Be careful when cutting the steels as they tend to be very tough and unless you have some serious metal cutters, it will take a fair amount of effort. I need both hands to cut, and the loose piece tends to spring off at some rate, so make sure no one is in the firing path.
To finish the ends so they would not be sharp or cut through the materials, I used zinc tape, like a roll of fabric plaster, you can get from the chemists. Zinc tape helps to stop the steel from rusting and is fairly sticky, but make sure it is securely stuck so that it does not come out in the channel when you are placing the bone.
Smoothing the stomacher line
I decided that the stomacher point stuck down too low, so I decided to smooth the line from the side front to the stomacher. I will follow the grey line when applying the piping.
Applying the piping
On to the piping on the bottom edge. I pinned the piping place and used a zipper foot to machine stitch as close to the piping edge as possible. I took the pins out as I went along with the machine.
The tricky part was the point at centre back as the fabric was quite taught and it was hard to get the foot to follow the line. Claire had said that if you had a lot of trouble with it you could snip in to the bias seam allowance, but you shouldn’t really. I didn’t have to in the end.
In some places, I had not gone close enough to the edge, so I had to sew again. I didn’t have to unpick, as the second line would cover the first.
Once I was happy with the stitching, I cut back all the excess seam allowances so that I could turn the folded bias edge back.
After doing the bottom, the top edge was much easier and quicker. I now had to finish the front opening edges before I could slip stitch the bias on the inside. I knew Claire had said we should leave long cords, but I couldn’t quite remember how we were meant to finish the piping at the centre front, so I did the best I could and would ask on Monday.
Front opening and fastenings
The front opening hem was done in a similar way to the vertical seams with the under layers cut back and the top fabric seam allowance folded under and slip stitched.
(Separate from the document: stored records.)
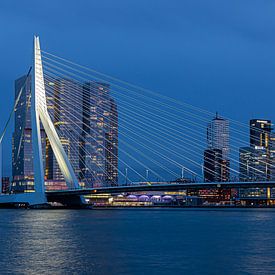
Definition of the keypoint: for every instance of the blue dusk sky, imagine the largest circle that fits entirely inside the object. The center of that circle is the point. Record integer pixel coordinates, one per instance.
(214, 54)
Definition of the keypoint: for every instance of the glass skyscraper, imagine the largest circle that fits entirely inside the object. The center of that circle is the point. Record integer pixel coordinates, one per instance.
(86, 120)
(100, 136)
(216, 156)
(22, 153)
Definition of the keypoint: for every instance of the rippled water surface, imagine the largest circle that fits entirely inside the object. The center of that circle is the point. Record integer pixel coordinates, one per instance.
(157, 241)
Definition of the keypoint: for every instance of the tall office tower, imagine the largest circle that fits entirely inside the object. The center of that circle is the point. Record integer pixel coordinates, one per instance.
(100, 136)
(260, 132)
(253, 164)
(64, 102)
(218, 135)
(216, 156)
(272, 156)
(215, 167)
(255, 161)
(22, 153)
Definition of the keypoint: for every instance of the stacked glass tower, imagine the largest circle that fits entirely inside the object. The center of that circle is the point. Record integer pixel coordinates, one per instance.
(216, 156)
(22, 153)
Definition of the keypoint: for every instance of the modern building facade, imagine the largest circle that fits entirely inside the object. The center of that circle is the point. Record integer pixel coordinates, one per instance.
(256, 160)
(22, 152)
(215, 166)
(100, 136)
(216, 156)
(65, 110)
(218, 135)
(86, 120)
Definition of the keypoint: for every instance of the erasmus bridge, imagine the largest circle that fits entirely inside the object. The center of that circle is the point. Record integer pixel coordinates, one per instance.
(157, 134)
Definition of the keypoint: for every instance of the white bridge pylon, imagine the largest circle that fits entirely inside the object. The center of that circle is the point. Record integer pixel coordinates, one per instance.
(40, 114)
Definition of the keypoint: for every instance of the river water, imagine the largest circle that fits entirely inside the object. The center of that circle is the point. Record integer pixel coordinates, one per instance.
(151, 241)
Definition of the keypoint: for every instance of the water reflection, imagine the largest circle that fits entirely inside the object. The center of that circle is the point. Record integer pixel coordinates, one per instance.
(136, 242)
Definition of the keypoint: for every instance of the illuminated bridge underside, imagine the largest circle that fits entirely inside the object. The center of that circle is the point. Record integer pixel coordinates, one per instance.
(160, 187)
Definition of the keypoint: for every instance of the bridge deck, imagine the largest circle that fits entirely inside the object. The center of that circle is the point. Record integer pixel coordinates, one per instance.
(161, 187)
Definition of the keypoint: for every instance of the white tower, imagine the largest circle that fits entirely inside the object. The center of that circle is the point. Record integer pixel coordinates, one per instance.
(40, 114)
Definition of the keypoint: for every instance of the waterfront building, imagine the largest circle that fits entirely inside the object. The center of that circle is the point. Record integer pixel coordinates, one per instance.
(65, 110)
(218, 135)
(216, 156)
(256, 161)
(87, 127)
(100, 136)
(22, 153)
(5, 184)
(215, 167)
(260, 130)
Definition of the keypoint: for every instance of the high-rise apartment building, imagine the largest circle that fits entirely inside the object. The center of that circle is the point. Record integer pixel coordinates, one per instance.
(218, 135)
(256, 160)
(216, 156)
(65, 108)
(86, 120)
(100, 136)
(215, 167)
(22, 152)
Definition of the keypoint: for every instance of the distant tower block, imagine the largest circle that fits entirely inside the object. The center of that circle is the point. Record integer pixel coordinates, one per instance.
(40, 114)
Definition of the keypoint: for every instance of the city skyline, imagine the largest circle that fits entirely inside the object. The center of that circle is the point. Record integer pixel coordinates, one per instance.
(137, 137)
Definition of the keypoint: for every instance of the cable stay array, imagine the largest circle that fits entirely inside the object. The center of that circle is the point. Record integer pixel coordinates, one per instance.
(115, 131)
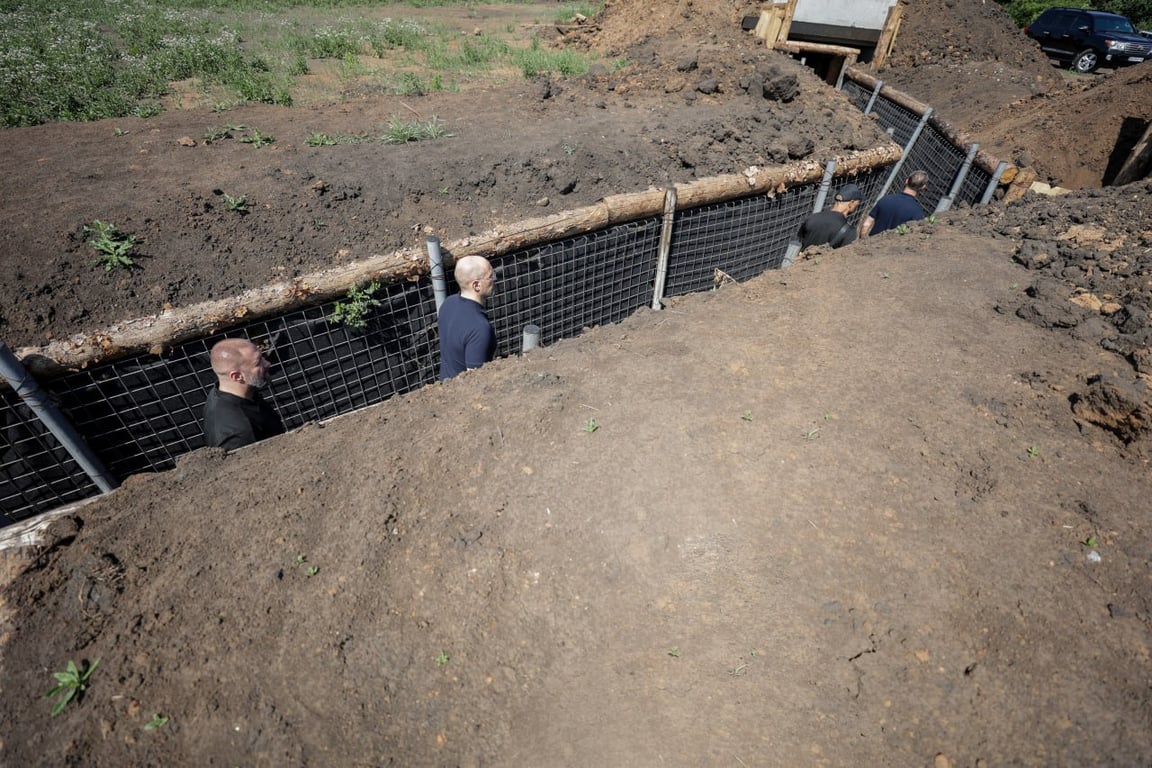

This should have been pretty straight forward, except I ended up snipping the top fabric a bit before I had realised it had been caught. It was too much of a problem and I just hand stitched it closed.
After neatening the front opening, I slip stitched the piping in place on the inside of the bodice.
Next I worked out how many hooks I would need if they were to be spaced 20-25mm apart with the top one and the bottom hooks placed next to the piping. I ended up using 11 with 22mm spacing. I used pins to mark where the centre of each hook should be placed. Hooks should go on the left side, eyes on the right.
Although I was fairly sure that these would be in the right place, I only sewed 5 stitches around each loop and the hook neck in case they would have to be moved. Doing 11 sets of the hooks and the eyes still took about 5 hours of hand stitching.
On the eye side, I made sure the pin was correctly positioned for the corresponding hook when attaching each eye. The eyes should be set back slightly so that when the fabric gives when fastend they do not show.
I didn’t have a chance to stab stitch, but thought I would do that after the next class when I would know for sure that the hooks and eyeswere in the right place.